Which is not to say that a lot of people aren’t drilling and fracking a lot of wells in a lot of formations across the country and producing a lot of oil and gas. It’s just to say that the state of the art — even at a fabulous, historic, energy-focused legacy institution like UT — is still finding its learning curve.

It also means that “we” — as in the U.S. and the rest of the energy-consuming world — are a long way from being able to make clearheaded, long-term energy policy and investment decisions based on true understanding of the fracking technology upheaval.

The Drilling Treadmill

Recently, I described the complexity of drilling a new type of well and fracking the reservoir rock. I discussed fracking and the cost and complexity of these new wells and production techniques.

Back in October, I stated, “Even the ‘good’ case for fracking ought to make you stop and think. Fracked wells tend to cost five times what wells used to cost, and then your well depletes twice as fast. That makes for a factor of 10 in terms of reduced investment efficiency.”
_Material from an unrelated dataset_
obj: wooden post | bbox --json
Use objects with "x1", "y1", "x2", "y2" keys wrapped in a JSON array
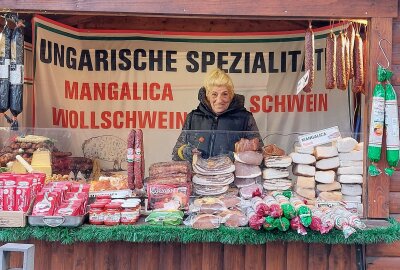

Here’s another way of looking at it. Let’s graph out the rapid decline rates for new wells. Indeed, across a multitude of shale gas plays, fracked wells decline in the range of 40% during the first year of operation. Much of the estimated ultimate recovery (EUR) is upfront. Look at the production profiles in this image.

In other words, no sooner have you drilled your well than it’s instantly entering a phase of dramatic depletion. It’s Darcy’s law at work — or not, per Scott Tinker’s excellent points.

Now, if you’re an operator, suppose that your new well is producing all its product upfront, and it’s an era of historically low pricing. Whoops. You’ve drilled a well that needs $7 natural gas to pay off, but you’re collecting only $3.50 at the wellhead. There goes the whole economic case for what you’re doing.

And suppose you’re that operator, looking ahead to maintaining output. Your new well is fast depleting, so now you almost immediately must drill another well, with more wells to follow. Welcome to the drilling treadmill. What’s the capex? What’s the cash flow? Are you making money? Who’s your banker? What about those shareholders, eh?

Then looking ahead, by year five, you’ve got little more than a low-volume, high-maintenance “stripper” well. Great business model, right?

At a larger scale of thinking about it, is this kind of energy treadmill really the way to energize the national economy? What are the inputs versus what’s the value of the output? It gets into that “energy return on investment” (EROI) idea.

Just consider what it “costs” to drill and frack each well. Consider the geologic work, the geophysics, leasing, permitting, pre-drill engineering, site-construction, drilling, completion, fracking, operations and maintenance. Did I miss anything? Darn right I did… this is a SHORT list!

Now consider the externalities. Think of the land use issues. Think of the traffic from hauling stuff in and out, tearing up the roads and bridges. Think of the water use. Think of the pipeline grid that has to be built out. There’s a long list of other issues. All for wells that offer a quick pop of hydrocarbon and then decades of stripper status.

Yes, all of this makes for jobs for geologists, landmen, lawyers, bureaucrats, engineers, drillers, truck drivers, backhoe operators, well loggers and much more.

But long term, it tightens the economics of energy production. How investable is this? Good question.

That’s all for now. Thanks for reading.